A los 17 años se le pasó por la cabeza, por primera vez, la idea de ser sacerdote, pero no lo consideró con seriedad hasta el día que enfermó gravemente. Creyendo que moriría, prometió al Señor hacerse religioso si se salvaba. Dios hizo su parte, y el chico se recuperó, pero olvidó su promesa casi de inmediato.
Al tiempo, Francisco cayó nuevamente enfermo aunque, en esta oportunidad, se encomendó al entonces beato jesuita Andrés Bobola. Al recobrar la salud, consideró nuevamente ser religioso, pero otra vez se dejó llevar por las distracciones de la vida mundana, postergando sus inquietudes espirituales.
Un día, practicando cacería, Francisco se tropieza y se dispara accidentalmente un tiro que le roza la frente. El suceso lo dejó perplejo. Entonces entra de nuevo en un periodo de reflexión y decide darle un giro definitivo a su vida. Está convencido de que lo que pasó fue un aviso del cielo y una oportunidad más -quizás la última- de vivir intensa y plenamente la vida, no a su manera, sino a la de Dios.

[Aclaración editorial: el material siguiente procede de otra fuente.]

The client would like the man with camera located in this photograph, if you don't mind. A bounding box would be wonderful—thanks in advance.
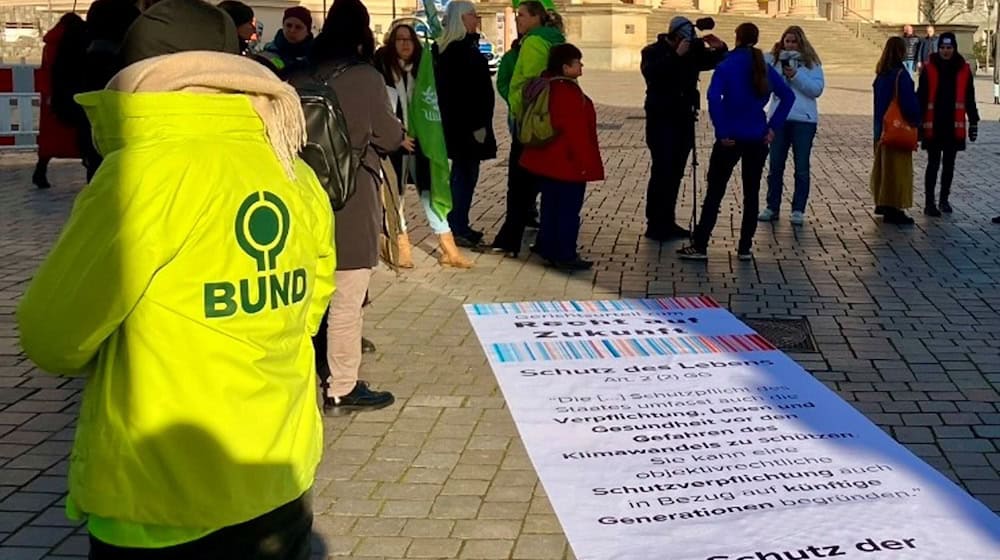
[641,16,728,241]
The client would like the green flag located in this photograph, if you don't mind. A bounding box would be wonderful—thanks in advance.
[410,43,451,220]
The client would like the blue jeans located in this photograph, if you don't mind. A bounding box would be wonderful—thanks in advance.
[767,121,816,213]
[448,159,479,236]
[535,177,587,262]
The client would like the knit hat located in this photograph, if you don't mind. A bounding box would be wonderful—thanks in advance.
[121,0,240,65]
[667,16,694,41]
[219,0,254,27]
[281,6,312,30]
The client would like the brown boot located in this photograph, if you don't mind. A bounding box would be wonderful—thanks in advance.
[396,231,413,268]
[438,231,473,268]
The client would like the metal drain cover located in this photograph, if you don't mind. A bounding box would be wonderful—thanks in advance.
[743,318,818,352]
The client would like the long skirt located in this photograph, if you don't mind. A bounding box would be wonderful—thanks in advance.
[870,144,913,210]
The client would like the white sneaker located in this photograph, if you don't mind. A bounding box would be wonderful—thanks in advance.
[757,208,778,222]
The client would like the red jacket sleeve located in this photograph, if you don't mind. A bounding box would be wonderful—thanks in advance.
[549,81,604,181]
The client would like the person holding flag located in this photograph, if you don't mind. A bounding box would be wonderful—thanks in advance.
[375,19,472,268]
[492,0,566,258]
[408,0,473,268]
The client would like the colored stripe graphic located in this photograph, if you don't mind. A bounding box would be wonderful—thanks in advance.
[490,334,776,363]
[470,296,721,316]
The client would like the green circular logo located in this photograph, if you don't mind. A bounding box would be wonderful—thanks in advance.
[235,191,291,272]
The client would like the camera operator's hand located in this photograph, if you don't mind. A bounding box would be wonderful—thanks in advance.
[676,39,691,56]
[702,33,726,49]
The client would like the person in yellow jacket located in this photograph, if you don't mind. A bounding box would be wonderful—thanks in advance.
[17,0,335,560]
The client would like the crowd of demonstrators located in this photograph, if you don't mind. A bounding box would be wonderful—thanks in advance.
[17,0,334,560]
[758,25,825,225]
[903,25,922,76]
[917,32,979,217]
[678,23,795,260]
[375,23,472,268]
[917,25,939,71]
[871,37,920,225]
[264,6,314,76]
[290,0,407,413]
[519,43,604,272]
[641,16,728,241]
[434,0,497,247]
[491,0,566,258]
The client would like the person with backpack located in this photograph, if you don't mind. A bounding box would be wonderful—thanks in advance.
[677,23,795,261]
[434,0,497,247]
[375,23,472,268]
[290,0,404,414]
[870,37,920,225]
[917,31,979,217]
[264,6,312,76]
[520,43,604,272]
[16,0,334,560]
[491,0,566,258]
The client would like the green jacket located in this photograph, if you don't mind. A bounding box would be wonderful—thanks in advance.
[508,26,566,122]
[17,91,335,548]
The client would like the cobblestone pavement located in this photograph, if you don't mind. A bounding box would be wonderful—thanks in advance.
[0,73,1000,560]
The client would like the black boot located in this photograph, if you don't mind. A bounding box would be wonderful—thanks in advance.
[31,159,52,189]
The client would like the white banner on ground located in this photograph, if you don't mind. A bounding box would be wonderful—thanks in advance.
[466,298,1000,560]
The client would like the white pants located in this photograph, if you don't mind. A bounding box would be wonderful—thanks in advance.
[326,268,372,397]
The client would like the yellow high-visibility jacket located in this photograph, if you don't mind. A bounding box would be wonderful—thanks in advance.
[17,91,335,547]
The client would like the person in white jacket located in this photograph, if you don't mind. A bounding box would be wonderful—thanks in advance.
[757,25,824,225]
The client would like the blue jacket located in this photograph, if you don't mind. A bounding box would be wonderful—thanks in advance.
[708,47,795,141]
[764,53,826,123]
[872,65,920,142]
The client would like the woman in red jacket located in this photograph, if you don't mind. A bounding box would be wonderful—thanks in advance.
[521,43,604,271]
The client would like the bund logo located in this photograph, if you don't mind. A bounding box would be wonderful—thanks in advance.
[205,191,306,319]
[236,191,290,272]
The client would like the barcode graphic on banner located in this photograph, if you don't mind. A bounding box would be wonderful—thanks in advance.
[490,334,775,363]
[468,296,719,316]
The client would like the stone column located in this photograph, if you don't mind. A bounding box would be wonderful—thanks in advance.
[726,0,760,15]
[788,0,819,19]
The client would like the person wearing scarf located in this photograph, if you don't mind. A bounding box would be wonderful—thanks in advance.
[917,32,979,217]
[17,0,335,560]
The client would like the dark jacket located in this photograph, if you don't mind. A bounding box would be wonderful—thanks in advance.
[903,35,920,60]
[520,75,604,183]
[708,48,795,142]
[872,65,920,142]
[264,29,313,76]
[917,53,979,150]
[433,33,497,161]
[289,60,403,270]
[917,35,938,64]
[640,33,727,122]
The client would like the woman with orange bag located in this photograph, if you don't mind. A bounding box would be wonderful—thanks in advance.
[871,37,920,225]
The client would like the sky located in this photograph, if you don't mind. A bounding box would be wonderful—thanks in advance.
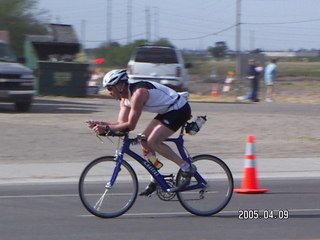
[37,0,320,51]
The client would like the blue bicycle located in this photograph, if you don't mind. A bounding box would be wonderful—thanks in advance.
[79,127,233,218]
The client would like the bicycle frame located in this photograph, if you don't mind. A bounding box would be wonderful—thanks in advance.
[110,131,207,192]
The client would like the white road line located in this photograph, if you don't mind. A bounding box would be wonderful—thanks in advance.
[77,208,320,218]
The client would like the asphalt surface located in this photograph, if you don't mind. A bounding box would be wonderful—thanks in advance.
[0,178,320,240]
[0,98,320,240]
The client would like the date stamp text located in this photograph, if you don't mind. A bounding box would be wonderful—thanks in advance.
[238,209,289,220]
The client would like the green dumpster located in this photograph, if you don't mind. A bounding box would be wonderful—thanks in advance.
[37,61,89,97]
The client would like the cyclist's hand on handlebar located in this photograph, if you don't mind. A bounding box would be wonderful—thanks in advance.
[86,120,98,128]
[92,124,109,136]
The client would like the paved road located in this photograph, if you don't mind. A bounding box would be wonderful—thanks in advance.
[0,178,320,240]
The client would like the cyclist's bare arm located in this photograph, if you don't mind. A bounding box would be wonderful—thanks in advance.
[87,88,149,134]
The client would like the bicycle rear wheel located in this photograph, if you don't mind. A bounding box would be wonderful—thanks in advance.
[79,156,138,218]
[177,155,233,216]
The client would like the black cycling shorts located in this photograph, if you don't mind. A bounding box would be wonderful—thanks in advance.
[154,103,191,132]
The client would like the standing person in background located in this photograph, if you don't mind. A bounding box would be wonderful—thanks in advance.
[237,59,261,102]
[264,58,278,102]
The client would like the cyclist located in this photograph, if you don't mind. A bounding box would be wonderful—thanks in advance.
[87,69,196,196]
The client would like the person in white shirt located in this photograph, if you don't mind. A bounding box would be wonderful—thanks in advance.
[264,58,278,102]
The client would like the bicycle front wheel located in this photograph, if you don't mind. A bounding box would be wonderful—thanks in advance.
[79,156,138,218]
[177,155,233,216]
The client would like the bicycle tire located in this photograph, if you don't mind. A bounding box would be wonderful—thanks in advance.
[177,155,234,216]
[78,156,139,218]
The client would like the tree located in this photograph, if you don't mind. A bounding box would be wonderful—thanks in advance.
[209,41,228,58]
[0,0,47,56]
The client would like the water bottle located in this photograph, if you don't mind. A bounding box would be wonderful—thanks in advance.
[143,150,163,170]
[186,116,207,135]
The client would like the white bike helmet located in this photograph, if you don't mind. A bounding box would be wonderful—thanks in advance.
[102,69,129,88]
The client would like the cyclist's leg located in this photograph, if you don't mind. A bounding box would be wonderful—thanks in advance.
[142,119,184,166]
[146,119,196,191]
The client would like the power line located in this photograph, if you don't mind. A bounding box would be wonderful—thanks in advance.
[245,18,320,25]
[170,25,236,41]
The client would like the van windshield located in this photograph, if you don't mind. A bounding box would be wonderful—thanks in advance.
[134,48,178,63]
[0,42,16,62]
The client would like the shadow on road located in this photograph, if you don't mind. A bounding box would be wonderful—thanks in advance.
[0,99,102,114]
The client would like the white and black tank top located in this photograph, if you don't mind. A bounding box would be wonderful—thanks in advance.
[125,81,187,114]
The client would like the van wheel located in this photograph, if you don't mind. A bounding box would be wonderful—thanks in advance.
[15,101,31,112]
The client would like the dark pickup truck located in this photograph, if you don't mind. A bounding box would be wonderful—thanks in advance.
[0,40,35,112]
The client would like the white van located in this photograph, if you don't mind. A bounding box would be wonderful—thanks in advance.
[128,45,188,91]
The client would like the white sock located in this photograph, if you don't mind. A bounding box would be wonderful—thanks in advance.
[180,162,190,172]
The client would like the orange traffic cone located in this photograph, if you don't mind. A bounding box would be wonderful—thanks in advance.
[211,84,219,97]
[234,136,269,193]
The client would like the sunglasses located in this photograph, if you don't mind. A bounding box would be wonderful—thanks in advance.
[106,86,113,92]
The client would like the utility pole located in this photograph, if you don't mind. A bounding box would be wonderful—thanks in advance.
[127,0,132,44]
[154,7,159,41]
[236,0,242,88]
[146,7,151,42]
[106,0,112,44]
[81,19,86,49]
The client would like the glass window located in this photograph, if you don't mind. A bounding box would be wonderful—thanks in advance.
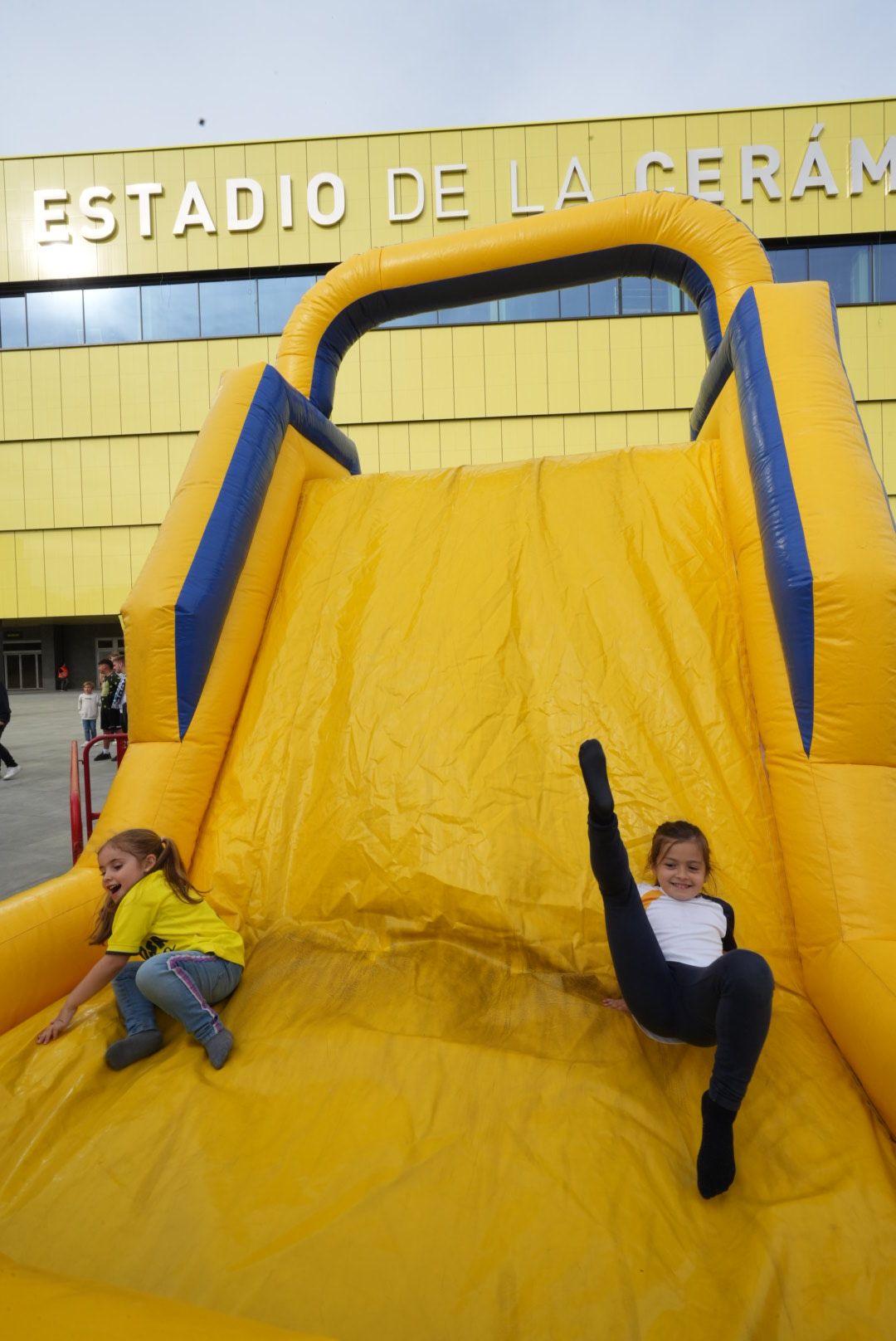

Al poco tiempo, el joven retomó su discernimiento formalmente y llega a pensar que Dios lo estaba llamando efectivamente al sacerdocio. Entonces le comunica a su padre cuáles eran sus intenciones: quiere ingresar a una orden religiosa y entregarse a Dios. Su padre muestra su desacuerdo y rechaza de plano tal posibilidad.